July 1, 2002 — U.S. energy-related carbon dioxide emissions declined by 1.1 percent in 2001, decreasing from 1,558 million metric tons of carbon equivalent (MMTCe) in 2000 to 1,540 MMTCe in 2001, according to preliminary estimates released recently by the Energy Information Administration (EIA).

The 2001 decrease of 1.1 percent is the first such decline since 1991, when emissions decreased by 1.2 percent. U.S. energy-related carbon dioxide emissions have averaged 1.2 percent annual growth since 1990.

The decline in energy-related carbon dioxide emissions can be attributed to a reduction in overall economic growth from 4.1 percent in 2000 to 1.2 percent in 2001; a 4.4-percent reduction in manufacturing output that lowered industrial emissions; warmer winter weather that decreased the demand for heating fuels; and a drop in electricity demand and coal-fired power generation that reduced emissions growth from electricity generation.

Because energy-related carbon dioxide emissions account for 81 percent of total U.S. greenhouse gas emissions, they are a good indicator of the level of, and rate of change in, total U.S. greenhouse gas emissions.

U.S. energy-related carbon dioxide emissions per unit of Gross Domestic Product (GDP), or “U.S. carbon-intensity,” fell from 169 metric tons per million 1996 constant dollars of GDP (MTCe/$Million GDP) in 2000 to 165 MTCe/$Million GDP in 2001.

Between 1990 and 2000, U.S. carbon intensity fell by 16.2 percent. Over the same time period, total greenhouse gas intensity, or total greenhouse gas emissions per unit of GDP, declined by 18.4 percent.

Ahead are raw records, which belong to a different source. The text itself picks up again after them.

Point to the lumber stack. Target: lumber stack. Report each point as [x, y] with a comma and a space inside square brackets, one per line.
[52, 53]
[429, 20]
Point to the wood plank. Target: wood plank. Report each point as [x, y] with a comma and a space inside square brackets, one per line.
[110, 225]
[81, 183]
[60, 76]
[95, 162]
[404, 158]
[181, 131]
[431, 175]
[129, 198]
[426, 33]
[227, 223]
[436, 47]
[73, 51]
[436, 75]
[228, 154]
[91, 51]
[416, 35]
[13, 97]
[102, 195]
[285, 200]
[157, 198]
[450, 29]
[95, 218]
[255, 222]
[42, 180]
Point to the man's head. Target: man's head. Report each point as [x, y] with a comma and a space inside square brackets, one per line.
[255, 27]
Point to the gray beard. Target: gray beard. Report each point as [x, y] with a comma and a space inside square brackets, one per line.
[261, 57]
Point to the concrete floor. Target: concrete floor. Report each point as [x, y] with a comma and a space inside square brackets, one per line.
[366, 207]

Preliminary data indicate that:
* Residential sector emissions grew by 1.8 percent, as increased housing starts were tempered by warmer weather.
* Commercial sector carbon dioxide emissions increased by 6.2 percent due to increased commercial development.
* Industrial sector carbon dioxide emissions fell by 9.1 percent, as industrial production and manufacturing activity were down.
* Transportation sector carbon dioxide emissions increased by 0.6 percent in 2001 as stronger growth early in the year was offset by declines in the fourth quarter.

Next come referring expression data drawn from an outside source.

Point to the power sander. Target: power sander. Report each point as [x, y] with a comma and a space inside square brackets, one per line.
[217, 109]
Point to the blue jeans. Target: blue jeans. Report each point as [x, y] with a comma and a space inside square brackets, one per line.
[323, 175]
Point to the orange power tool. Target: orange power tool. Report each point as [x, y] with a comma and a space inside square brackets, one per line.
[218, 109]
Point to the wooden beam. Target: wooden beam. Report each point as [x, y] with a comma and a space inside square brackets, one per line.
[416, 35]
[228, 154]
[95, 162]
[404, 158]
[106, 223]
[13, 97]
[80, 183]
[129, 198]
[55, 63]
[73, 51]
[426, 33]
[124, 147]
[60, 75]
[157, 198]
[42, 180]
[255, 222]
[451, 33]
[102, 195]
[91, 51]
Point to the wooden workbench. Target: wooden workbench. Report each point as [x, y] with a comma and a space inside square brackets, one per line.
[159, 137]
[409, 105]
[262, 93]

A breakout by fuel type indicates that:
* Petroleum-related carbon dioxide emissions increased by 1.3 percent, from 658 MMTCe in 2000 to 666 MMTCe in 2001.
* Coal-related carbon dioxide emissions fell by 1.9 percent, from 572 MMTCe in 2000 to 562 MMTCe in 2001.
* Natural gas-related carbon dioxide emissions decreased by 4.6 percent, from 327 MMTCe in 2000 to 312 MMTCe in 2001.

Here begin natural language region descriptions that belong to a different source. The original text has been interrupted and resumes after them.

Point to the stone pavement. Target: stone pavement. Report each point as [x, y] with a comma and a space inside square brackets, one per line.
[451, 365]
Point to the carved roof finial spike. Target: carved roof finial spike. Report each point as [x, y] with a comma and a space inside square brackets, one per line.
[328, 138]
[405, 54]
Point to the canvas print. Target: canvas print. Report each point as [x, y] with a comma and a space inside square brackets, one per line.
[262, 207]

EIA will continue to refine its estimates of 2001 carbon dioxide emissions as more complete energy data become available. A full inventory of 2001 emissions of all greenhouse gases will be available in October from EIA using revised energy data and providing a further analysis of trends.

The preliminary estimates are on EIA’s web site at: http://www.eia.doe.gov/oiaf/1605/flash/flash.html.

The Energy Information Administration (EIA) is the independent statistical and analytical agency within the U.S. Department of Energy.

The information contained in the analysis and the press release should be attributed to the Energy Information Administration and should not be construed as advocating or reflecting any policy position of the Department of Energy or any other organization.